Evaluating the reconstruction of individual haloes in constrained cosmological simulations

Constrained cosmological simulations play an important role in modelling the local Universe, enabling investigation of the dark matter content of local structures and their formation histories. We introduce a method for determining the extent to which individual haloes are reliably reconstructed between constrained simulations, and apply it to the Constrained Simulations in BORG (CSiBORG) suite of $101$ high-resolution realisations across the posterior probability distribution of initial conditions from the Bayesian Origin Reconstruction from Galaxies (BORG) algorithm. The method is based on the overlap of the initial Lagrangian patch of a halo in one simulation with those in another, and therefore measures the degree to which the haloes' particles are initially coincident.

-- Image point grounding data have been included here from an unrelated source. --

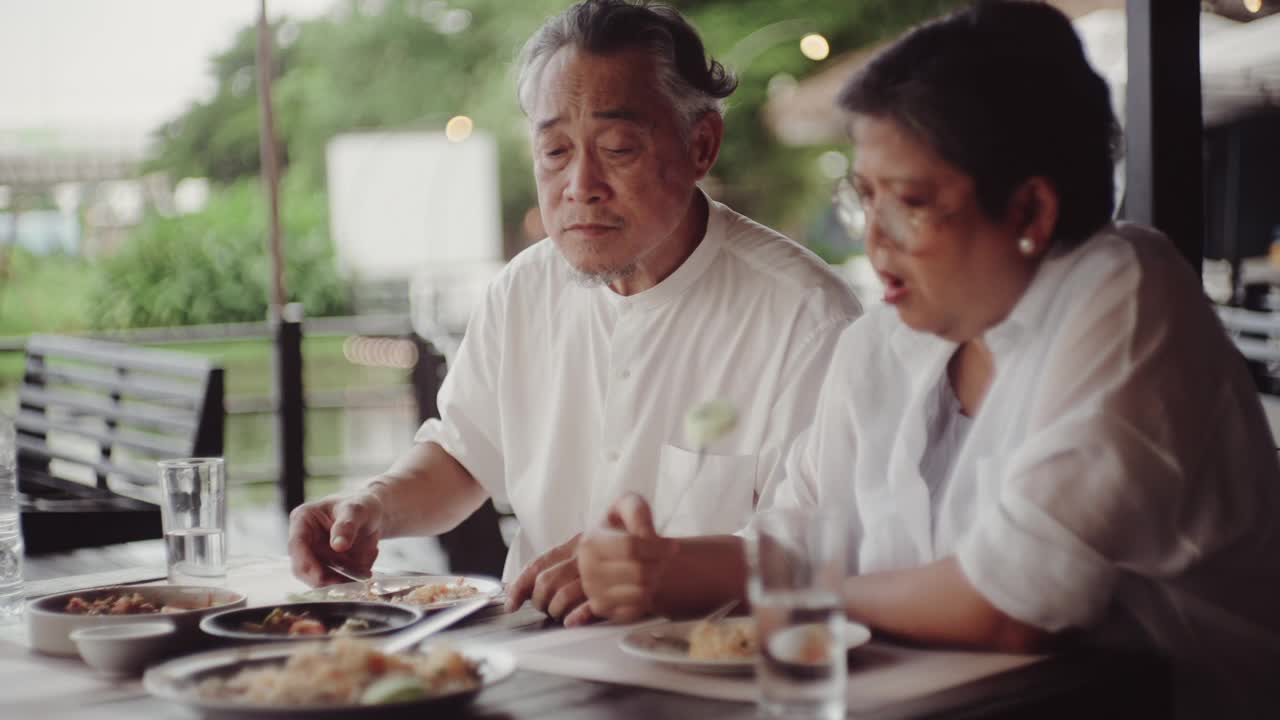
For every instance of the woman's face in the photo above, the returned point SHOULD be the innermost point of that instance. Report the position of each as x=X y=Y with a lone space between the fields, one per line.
x=947 y=268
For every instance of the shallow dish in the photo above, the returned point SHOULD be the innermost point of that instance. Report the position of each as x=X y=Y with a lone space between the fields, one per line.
x=49 y=625
x=177 y=682
x=124 y=650
x=382 y=618
x=356 y=591
x=668 y=643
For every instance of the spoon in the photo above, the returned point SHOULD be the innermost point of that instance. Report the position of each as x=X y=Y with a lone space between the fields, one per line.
x=371 y=584
x=411 y=637
x=714 y=616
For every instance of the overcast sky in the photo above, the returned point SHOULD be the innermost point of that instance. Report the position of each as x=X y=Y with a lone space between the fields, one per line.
x=115 y=67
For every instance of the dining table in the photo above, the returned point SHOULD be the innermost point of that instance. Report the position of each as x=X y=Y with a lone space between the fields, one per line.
x=581 y=673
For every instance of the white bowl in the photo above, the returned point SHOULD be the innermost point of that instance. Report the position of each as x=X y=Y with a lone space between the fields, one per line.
x=49 y=625
x=124 y=650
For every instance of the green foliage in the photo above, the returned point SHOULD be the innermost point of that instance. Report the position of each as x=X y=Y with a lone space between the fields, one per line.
x=42 y=292
x=396 y=69
x=213 y=268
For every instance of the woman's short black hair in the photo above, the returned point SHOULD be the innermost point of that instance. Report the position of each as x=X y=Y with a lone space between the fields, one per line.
x=1002 y=91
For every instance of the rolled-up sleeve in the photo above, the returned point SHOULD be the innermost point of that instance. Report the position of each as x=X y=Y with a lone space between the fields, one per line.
x=1033 y=569
x=469 y=424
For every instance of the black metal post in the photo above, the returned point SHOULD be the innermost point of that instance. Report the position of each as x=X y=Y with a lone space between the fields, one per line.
x=291 y=406
x=1164 y=130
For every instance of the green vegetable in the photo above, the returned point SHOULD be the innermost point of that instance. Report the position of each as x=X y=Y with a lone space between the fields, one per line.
x=709 y=422
x=393 y=688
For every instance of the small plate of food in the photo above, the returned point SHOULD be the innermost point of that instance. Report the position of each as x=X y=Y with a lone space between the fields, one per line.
x=425 y=592
x=727 y=646
x=360 y=680
x=310 y=620
x=51 y=619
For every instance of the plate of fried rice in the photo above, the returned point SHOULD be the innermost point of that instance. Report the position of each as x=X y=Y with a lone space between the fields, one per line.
x=342 y=678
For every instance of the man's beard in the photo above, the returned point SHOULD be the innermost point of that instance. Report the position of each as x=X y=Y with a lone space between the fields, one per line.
x=597 y=278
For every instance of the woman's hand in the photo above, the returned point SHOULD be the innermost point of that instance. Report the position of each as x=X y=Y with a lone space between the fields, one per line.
x=622 y=564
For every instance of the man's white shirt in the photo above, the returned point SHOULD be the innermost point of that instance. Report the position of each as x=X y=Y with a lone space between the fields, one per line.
x=563 y=397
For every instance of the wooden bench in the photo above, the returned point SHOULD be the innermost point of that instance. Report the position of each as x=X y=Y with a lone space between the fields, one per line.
x=92 y=419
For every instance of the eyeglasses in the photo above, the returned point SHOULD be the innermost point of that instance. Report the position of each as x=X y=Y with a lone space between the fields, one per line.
x=909 y=229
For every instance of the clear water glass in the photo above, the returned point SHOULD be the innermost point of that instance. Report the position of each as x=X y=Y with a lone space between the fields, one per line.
x=12 y=598
x=796 y=570
x=193 y=515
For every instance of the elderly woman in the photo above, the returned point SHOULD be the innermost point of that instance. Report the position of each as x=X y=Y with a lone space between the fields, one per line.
x=1045 y=427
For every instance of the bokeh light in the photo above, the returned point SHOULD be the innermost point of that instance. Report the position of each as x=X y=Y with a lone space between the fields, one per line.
x=458 y=128
x=814 y=46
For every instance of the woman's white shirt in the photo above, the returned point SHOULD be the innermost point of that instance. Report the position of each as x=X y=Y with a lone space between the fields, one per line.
x=1119 y=469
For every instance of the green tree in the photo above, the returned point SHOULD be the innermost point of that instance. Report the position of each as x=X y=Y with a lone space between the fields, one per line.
x=211 y=267
x=403 y=68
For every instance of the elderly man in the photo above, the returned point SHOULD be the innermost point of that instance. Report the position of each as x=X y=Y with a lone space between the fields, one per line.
x=579 y=367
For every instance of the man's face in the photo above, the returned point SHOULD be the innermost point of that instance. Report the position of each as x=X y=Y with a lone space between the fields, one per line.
x=615 y=173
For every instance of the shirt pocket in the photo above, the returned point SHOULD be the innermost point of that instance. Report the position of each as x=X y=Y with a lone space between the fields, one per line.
x=713 y=499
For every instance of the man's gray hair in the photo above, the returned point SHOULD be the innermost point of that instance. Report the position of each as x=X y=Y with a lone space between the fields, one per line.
x=694 y=83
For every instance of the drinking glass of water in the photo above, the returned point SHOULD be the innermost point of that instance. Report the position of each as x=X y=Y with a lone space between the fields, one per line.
x=193 y=515
x=796 y=570
x=10 y=528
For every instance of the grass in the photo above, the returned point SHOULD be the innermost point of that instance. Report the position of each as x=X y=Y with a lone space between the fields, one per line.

By this metric we find consistent reconstructions of $M\gtrsim10^{14}~M_\odot / h$ haloes across the CSiBORG simulations, indicating that the constraints from the BORG algorithm are sufficient to pin down the masses, positions and peculiar velocities of clusters to high precision. The effect of the constraints tapers off towards lower mass however, and the halo spins and concentrations are largely unconstrained at all masses. We document the advantages of evaluating halo consistency in the initial conditions, describe how the method may be used to quantify our knowledge of the halo field given galaxy survey data analysed through the lens of probabilistic inference machines such as BORG, and describe applications to matched but unconstrained simulations.